Each of the two choirs gave the best of themselves: the Magnificat Custody Choir, conducted by Hania Soudah Sabbara, sang, along with the Holy Father and the assembly, ancient Gregorian melodies like the Alleluia and the sequence Victimae Paschali laudes, and those hymns, harmonized according to the Western tradition, which are sung during the solemnities celebrated at the Holy Sepulchre; the choir of Father Aristòbulos sang the ancient and beautiful Byzantine melodies of welcome and praise to Risen Lord.
The entire ceremony took place in an atmosphere of silent contemplation and meditation, and this is already a novelty for the basilica that preserves the memory of the resurrection of Christ, but also the guilty uproars that mark Good Friday.

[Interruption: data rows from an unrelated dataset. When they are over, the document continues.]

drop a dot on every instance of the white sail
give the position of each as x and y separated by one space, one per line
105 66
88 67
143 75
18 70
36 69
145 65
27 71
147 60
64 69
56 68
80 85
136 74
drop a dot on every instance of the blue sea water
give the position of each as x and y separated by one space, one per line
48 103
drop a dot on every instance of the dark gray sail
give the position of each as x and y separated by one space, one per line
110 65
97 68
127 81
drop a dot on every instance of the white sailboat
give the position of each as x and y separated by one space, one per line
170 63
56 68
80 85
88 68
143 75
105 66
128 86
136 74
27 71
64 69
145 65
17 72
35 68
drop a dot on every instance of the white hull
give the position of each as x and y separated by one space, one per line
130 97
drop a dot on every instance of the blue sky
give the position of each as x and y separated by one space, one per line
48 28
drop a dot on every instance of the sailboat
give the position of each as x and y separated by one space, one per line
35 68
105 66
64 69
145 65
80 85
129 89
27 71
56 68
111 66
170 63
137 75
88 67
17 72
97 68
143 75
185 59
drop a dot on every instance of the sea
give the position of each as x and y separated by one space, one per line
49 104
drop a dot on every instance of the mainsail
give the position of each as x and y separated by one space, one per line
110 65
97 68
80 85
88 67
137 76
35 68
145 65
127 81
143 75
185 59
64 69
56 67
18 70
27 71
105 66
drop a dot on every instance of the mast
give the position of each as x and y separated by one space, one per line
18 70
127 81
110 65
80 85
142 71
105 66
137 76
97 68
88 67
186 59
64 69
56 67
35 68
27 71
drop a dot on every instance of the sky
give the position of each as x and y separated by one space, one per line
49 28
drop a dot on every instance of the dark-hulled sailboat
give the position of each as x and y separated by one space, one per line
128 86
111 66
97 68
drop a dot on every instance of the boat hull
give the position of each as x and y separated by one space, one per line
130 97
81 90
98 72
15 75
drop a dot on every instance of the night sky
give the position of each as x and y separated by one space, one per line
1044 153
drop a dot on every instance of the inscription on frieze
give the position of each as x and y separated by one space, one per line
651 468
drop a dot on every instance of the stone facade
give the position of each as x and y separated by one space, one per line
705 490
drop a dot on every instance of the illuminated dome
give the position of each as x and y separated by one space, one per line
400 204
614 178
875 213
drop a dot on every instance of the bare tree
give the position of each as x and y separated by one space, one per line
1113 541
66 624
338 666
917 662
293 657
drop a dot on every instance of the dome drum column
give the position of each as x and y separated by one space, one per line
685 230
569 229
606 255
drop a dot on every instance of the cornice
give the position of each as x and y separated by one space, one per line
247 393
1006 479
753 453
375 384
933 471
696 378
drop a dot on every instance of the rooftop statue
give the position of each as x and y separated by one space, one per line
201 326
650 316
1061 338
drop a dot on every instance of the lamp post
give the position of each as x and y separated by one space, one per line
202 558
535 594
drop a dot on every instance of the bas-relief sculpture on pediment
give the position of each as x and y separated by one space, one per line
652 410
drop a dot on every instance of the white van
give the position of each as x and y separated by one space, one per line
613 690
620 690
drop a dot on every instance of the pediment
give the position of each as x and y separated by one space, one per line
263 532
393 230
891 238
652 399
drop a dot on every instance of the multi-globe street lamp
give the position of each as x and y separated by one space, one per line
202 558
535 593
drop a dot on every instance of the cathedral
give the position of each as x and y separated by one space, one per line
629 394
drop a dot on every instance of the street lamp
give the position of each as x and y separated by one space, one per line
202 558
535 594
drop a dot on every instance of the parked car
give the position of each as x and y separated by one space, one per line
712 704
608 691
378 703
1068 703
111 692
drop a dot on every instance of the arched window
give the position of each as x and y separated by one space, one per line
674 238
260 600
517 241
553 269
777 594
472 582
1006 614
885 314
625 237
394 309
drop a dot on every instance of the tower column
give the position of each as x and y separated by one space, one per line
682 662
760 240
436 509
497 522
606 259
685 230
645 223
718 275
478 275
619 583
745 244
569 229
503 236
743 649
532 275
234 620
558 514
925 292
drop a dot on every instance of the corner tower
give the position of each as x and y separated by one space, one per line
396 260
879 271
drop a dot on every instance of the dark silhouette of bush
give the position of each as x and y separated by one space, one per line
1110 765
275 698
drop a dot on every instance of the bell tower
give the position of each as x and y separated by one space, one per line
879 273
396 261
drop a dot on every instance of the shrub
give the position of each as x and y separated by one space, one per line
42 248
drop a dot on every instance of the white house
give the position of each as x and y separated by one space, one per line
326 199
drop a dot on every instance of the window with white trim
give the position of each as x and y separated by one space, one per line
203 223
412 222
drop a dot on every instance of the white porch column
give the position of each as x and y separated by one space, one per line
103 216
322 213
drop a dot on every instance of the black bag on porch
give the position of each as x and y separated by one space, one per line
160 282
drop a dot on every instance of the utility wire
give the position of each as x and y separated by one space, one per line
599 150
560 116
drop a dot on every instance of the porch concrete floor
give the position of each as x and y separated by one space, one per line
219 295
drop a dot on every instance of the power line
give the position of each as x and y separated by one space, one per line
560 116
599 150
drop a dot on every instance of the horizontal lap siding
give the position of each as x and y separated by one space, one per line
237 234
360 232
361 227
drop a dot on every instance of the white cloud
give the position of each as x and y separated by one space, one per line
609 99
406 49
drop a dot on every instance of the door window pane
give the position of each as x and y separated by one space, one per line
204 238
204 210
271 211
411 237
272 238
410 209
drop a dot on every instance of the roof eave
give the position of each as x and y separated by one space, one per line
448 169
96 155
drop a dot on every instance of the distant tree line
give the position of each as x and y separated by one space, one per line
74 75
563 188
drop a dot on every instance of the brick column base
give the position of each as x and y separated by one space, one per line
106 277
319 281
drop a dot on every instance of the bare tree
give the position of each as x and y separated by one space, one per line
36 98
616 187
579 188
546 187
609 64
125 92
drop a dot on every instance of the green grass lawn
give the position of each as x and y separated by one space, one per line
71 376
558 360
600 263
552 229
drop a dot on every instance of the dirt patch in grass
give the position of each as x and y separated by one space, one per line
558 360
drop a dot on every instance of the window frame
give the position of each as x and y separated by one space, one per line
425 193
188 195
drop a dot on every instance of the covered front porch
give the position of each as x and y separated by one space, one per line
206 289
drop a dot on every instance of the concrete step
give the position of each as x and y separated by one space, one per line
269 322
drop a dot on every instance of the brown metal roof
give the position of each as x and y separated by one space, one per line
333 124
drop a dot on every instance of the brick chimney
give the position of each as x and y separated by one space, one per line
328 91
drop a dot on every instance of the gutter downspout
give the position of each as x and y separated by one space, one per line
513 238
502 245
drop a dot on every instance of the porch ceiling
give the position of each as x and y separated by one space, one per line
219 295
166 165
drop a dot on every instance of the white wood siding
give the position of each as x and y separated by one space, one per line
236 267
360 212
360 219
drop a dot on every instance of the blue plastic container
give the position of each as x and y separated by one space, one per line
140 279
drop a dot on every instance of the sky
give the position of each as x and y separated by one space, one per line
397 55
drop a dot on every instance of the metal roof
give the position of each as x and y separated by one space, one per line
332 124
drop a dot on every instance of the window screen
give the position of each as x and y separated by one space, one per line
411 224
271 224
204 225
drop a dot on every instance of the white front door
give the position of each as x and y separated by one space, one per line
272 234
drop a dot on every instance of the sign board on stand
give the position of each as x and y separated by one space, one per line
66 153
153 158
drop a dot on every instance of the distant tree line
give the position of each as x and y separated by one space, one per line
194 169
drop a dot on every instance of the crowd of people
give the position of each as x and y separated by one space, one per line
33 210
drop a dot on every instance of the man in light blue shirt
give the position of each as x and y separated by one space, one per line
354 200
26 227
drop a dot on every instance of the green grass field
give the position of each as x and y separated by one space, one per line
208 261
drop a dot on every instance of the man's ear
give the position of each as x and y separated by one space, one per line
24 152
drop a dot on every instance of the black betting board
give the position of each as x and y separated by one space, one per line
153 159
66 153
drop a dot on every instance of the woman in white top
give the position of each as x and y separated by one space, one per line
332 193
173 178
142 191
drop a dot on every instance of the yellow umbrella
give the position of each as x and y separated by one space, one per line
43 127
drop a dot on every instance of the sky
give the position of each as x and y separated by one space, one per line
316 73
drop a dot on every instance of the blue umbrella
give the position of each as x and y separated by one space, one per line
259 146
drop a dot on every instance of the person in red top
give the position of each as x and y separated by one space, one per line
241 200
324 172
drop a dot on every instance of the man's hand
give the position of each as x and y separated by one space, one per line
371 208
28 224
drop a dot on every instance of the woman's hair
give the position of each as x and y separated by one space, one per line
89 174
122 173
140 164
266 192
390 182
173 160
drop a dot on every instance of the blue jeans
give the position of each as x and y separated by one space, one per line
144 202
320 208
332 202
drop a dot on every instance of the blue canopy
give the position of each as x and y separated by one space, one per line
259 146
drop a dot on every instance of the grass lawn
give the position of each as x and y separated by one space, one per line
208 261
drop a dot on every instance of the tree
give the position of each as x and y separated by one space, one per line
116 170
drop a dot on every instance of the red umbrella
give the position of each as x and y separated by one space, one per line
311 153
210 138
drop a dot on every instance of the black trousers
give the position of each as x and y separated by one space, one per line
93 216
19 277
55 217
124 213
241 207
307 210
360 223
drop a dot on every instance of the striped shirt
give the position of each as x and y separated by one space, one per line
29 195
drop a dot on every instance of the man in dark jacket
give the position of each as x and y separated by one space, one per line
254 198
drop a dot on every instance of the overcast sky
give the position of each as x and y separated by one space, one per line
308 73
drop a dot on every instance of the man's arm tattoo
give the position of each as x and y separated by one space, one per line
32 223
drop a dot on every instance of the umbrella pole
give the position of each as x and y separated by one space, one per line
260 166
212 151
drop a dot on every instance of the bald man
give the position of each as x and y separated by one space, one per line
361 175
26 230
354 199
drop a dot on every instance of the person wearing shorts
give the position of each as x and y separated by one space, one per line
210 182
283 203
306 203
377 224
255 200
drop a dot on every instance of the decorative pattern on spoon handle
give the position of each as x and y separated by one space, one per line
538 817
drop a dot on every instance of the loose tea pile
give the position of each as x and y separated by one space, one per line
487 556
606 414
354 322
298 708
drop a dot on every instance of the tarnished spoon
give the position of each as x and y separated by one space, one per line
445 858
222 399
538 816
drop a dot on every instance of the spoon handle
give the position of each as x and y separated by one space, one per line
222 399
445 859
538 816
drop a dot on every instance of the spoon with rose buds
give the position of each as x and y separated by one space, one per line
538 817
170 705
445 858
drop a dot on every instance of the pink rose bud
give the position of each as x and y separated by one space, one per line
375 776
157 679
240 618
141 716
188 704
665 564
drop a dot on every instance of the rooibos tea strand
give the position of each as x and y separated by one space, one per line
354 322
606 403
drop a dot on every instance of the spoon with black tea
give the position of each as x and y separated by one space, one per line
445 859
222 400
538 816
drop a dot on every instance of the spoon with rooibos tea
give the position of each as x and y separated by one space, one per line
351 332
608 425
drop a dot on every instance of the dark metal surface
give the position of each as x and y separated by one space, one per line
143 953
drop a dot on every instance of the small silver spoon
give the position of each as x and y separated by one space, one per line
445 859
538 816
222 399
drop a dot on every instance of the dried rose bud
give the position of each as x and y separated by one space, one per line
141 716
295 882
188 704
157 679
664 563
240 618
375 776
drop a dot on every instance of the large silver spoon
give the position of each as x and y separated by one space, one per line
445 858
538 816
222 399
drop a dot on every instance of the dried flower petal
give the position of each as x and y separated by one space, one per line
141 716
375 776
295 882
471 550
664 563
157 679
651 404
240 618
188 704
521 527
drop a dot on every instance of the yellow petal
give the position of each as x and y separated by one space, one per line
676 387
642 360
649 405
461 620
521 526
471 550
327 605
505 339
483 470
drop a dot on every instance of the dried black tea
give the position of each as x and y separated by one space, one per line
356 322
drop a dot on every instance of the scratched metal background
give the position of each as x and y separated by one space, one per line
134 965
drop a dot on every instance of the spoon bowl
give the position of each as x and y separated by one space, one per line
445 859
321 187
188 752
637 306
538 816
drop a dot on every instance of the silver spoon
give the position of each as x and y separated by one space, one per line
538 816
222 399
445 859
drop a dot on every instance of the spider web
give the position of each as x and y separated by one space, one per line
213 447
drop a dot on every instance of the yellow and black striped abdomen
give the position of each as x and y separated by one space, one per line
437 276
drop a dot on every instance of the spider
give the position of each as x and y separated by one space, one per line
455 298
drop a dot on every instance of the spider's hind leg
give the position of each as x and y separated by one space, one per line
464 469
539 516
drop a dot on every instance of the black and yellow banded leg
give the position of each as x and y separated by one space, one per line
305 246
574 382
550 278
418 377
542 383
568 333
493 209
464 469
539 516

Another novelty was that also the agents of the Israeli Police were listening, the same agents who, before letting the choir enter the church, had made the choristers go round and round in circles under the scorching Jerusalem sun for an hour and a half. Now they were there, watching the Two who embraced and spoke of Jesus – Jesus who was buried and was resurrected in that same place. At the end, the police wasn’t checking anymore the people blocking the exit passage so one of the singers asked a policewoman: " Did you like the ceremony? " "I liked listening to the music. It was beautiful" she replied.
And the most amazing thing was that Fr. Aristòbulos ran to embrace Hania, the director of the Latin choir. Fr. Aristòbulos is working with us to open at the Magnificat an academic program dedicated to the study of the Sacred Music of the 12 Christian denominations present in Jerusalem.
Pope Francis said that there is an ecumenism of sufferance - an ecumenism of blood. In fact, in the Middle East, the sufferance of the Christians, no matter the confession they belong to, is often marked by blood. But there is also a musical ecumenism of those who want to find that song depicted in the frescoes of the Catacombs of Rome, or in the mosaics of Jordan and Syria, or in the paintings of Ethiopia. If we begin to sing together, we might one day break bread again on the same altar.